2) pg_comment_stats uses comments in the query to accumulate statistics.
[0]

Thinking a bit more, my root issue is specifically around
pg_stat_statements so maybe it’s also solvable with some changes to how
query jumbling is done

But that topic seems like one where we’d never get consensus

Should query jumbling for calculating query_id be customizable somehow?
How would we resolve multiple concurrent opinions about how queries should
be jumbled (eg if comment_stats needs different tweaks than sqlcommenter)?
Was there previous discussion about this already? I’ll need to go search
mailing list history a bit

-Jeremy

Sent from my TI-83

Jeremy,

Thanks for this.
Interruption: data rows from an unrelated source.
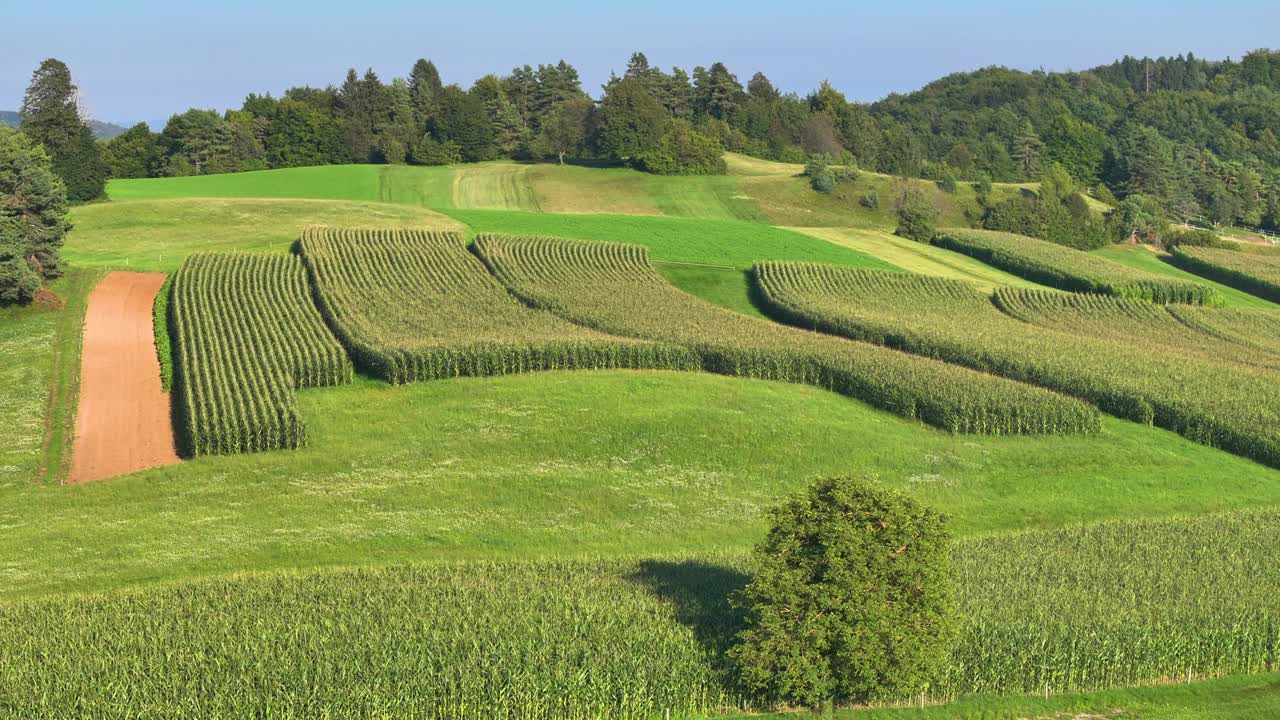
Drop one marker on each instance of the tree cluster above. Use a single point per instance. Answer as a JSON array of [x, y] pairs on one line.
[[1201, 137]]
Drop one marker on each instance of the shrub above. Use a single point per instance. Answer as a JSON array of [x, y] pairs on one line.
[[947, 182], [430, 151], [915, 215], [850, 600]]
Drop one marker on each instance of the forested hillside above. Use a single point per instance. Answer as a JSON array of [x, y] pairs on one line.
[[1197, 136]]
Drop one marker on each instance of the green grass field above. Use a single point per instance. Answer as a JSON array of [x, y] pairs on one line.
[[1252, 697], [563, 466], [918, 256]]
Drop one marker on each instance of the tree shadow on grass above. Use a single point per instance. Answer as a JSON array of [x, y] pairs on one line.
[[699, 591]]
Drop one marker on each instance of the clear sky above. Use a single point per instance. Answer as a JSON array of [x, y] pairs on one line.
[[145, 59]]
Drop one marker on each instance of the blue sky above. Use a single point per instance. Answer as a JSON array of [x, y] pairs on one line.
[[146, 59]]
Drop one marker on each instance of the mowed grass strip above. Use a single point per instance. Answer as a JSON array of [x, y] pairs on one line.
[[1070, 269], [1125, 356], [682, 240], [613, 288], [918, 256], [1040, 614], [246, 337], [494, 186], [417, 305]]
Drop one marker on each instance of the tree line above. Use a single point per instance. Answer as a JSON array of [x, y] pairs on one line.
[[1196, 136]]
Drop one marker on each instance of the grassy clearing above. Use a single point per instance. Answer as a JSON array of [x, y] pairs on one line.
[[727, 287], [681, 240], [1143, 258], [565, 464], [324, 182], [479, 638], [918, 256], [158, 235], [35, 340], [494, 186], [40, 377]]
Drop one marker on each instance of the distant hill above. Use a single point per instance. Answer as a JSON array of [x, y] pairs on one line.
[[104, 131]]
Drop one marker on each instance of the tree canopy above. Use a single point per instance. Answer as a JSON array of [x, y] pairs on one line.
[[32, 218]]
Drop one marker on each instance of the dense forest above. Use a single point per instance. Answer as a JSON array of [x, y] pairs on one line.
[[1197, 137]]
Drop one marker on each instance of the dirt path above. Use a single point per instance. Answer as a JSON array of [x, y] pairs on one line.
[[123, 419]]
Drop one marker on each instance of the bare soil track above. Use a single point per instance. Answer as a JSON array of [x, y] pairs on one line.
[[123, 422]]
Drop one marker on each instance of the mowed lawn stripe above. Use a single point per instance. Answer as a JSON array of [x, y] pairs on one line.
[[917, 256]]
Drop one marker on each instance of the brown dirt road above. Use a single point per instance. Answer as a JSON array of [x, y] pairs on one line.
[[123, 419]]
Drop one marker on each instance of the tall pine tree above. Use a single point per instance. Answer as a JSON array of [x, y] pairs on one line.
[[50, 115], [32, 218]]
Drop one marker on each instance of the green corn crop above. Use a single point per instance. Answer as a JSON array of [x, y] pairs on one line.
[[1141, 361], [1070, 269], [613, 288], [246, 335]]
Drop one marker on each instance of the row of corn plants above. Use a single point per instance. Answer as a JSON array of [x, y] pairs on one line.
[[417, 305], [1134, 360], [1069, 269], [1048, 611], [246, 335], [613, 288], [1251, 272]]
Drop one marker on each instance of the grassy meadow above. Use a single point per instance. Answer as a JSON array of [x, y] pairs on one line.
[[641, 490]]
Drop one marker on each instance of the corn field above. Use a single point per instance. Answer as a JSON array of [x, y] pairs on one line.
[[613, 288], [1070, 269], [1252, 272], [246, 335], [415, 305], [1066, 610], [1136, 360]]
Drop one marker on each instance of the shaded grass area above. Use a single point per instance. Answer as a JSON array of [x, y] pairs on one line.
[[1143, 258], [682, 240], [55, 452], [570, 464], [467, 639], [158, 235], [1248, 697]]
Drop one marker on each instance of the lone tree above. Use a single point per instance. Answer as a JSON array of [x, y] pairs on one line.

I am hoping to get consensus of ideas for changes to the
protocol.
Please join the discussion here https://discord.gg/bWum3hbM as well.

Krill, change starts with requests and without them nothing will happen.
Please post your ideas.

Dave

#6Nico Williams
nico@cryptonector.com
In reply to: Frits Hoogland (#4)
Re: protocol support for labels

On Tue, Mar 11, 2025 at 05:23:14PM +0100, Frits Hoogland wrote:

The usecase that I think might be useful is to have a database client send metadata along with a query.
This partially is possible today by setting application_name, but that is a separate request, it would be great if that could be sent along with the query in one go.
Another option to pass metadata is to add a comment (/* .. */), but a comment cannot be set for a prepared statement, because the statement is prepared first and then later invoked on runtime, which executes a query that is fixed.
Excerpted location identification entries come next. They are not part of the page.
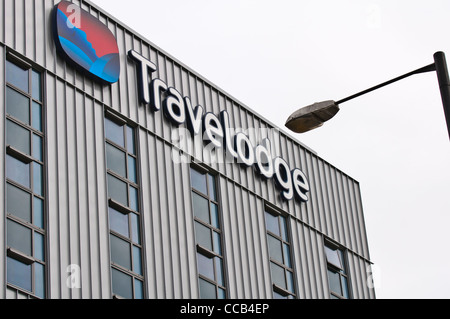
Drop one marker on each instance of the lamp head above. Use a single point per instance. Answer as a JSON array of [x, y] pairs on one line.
[[312, 116]]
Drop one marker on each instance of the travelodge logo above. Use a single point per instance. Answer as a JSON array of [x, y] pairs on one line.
[[86, 42]]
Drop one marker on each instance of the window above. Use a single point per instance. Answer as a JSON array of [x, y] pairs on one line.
[[123, 208], [337, 272], [25, 198], [208, 233], [280, 256]]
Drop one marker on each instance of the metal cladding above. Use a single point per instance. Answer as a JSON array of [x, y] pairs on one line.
[[76, 183]]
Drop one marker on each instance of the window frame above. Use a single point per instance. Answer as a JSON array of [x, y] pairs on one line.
[[125, 209], [341, 272], [285, 293], [200, 249]]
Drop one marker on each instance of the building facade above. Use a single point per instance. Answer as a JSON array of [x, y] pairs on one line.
[[125, 174]]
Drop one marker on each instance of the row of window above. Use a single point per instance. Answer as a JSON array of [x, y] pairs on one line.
[[25, 198], [210, 251], [25, 203]]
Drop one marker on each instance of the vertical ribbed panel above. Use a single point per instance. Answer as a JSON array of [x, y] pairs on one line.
[[78, 230]]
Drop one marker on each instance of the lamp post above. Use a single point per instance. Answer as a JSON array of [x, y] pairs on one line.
[[313, 116]]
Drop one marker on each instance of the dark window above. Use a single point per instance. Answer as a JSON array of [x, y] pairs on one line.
[[280, 256], [25, 198], [124, 217], [337, 272], [208, 235]]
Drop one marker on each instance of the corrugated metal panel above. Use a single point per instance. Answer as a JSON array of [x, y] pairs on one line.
[[78, 227]]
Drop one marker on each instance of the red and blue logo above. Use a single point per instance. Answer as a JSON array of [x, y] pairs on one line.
[[86, 42]]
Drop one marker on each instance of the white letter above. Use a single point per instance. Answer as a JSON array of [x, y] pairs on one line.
[[143, 66], [244, 149], [194, 119], [283, 177], [301, 185], [213, 129], [174, 107], [264, 164]]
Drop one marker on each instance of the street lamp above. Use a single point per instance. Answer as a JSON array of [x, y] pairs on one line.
[[313, 116]]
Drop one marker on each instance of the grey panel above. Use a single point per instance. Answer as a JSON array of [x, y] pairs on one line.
[[2, 178]]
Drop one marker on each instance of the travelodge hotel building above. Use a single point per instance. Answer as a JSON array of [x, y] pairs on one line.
[[125, 174]]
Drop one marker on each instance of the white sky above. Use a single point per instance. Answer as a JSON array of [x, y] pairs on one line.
[[277, 56]]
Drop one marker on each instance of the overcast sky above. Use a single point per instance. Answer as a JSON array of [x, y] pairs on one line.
[[277, 56]]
How about using a `set_config()` to deonte the "application_name" (and
any other details) for the _next_ query, then have those details appear
in the pg_stat_statements rows and logs?

Clients would send a `SELECT set_config(...)` and also the next query
one after the other without waiting for the response to the first. The
server could similarly batch the two responses.

Look ma', no protocol change.

Nico
--

#7Jeremy Schneider
schneider@ardentperf.com
In reply to: Nico Williams (#6)
Re: protocol support for labels

On Tue, 11 Mar 2025 14:03:12 -0500
Nico Williams <nico@cryptonector.com> wrote:

How about using a `set_config()` to deonte the "application_name" (and
any other details) for the _next_ query, then have those details
appear in the pg_stat_statements rows and logs?

Clients would send a `SELECT set_config(...)` and also the next query
one after the other without waiting for the response to the first.
The server could similarly batch the two responses.

Isn't multiple queries in one packet only possible with the simple
protocol, but not possible with the extended protocol? So this would be
entirely incompatible with prepared/parameterized statements?

-Jeremy

#8Nico Williams
nico@cryptonector.com
In reply to: Jeremy Schneider (#7)
Re: protocol support for labels

On Wed, Mar 12, 2025 at 11:39:57PM -0700, Jeremy Schneider wrote:

Isn't multiple queries in one packet only possible with the simple
protocol, but not possible with the extended protocol? So this would be
entirely incompatible with prepared/parameterized statements?

It's TCP. Packet and segment boundaries are not exposed to the
application, so PG doesn't know that you sent "two queries in one
packet" (or in one segment). It just reads one query, processes it,
then it reads the next one, processes it, etc.

So all that's needed here is for a well-defined GUC that can be set with
set_config() and whose purpose is to decorate subsequent queries in
pg_stat_statements and/or logs. You could set it once for all your
queries or once per-query -- whatever.

As long as the client-side API can batch one of these calls to
set_config() followed by the actual query you want to do in the same
write() on the socket (TCP_CORK helps) then this idea will be barely
noticeable performance-wise.

Nico
--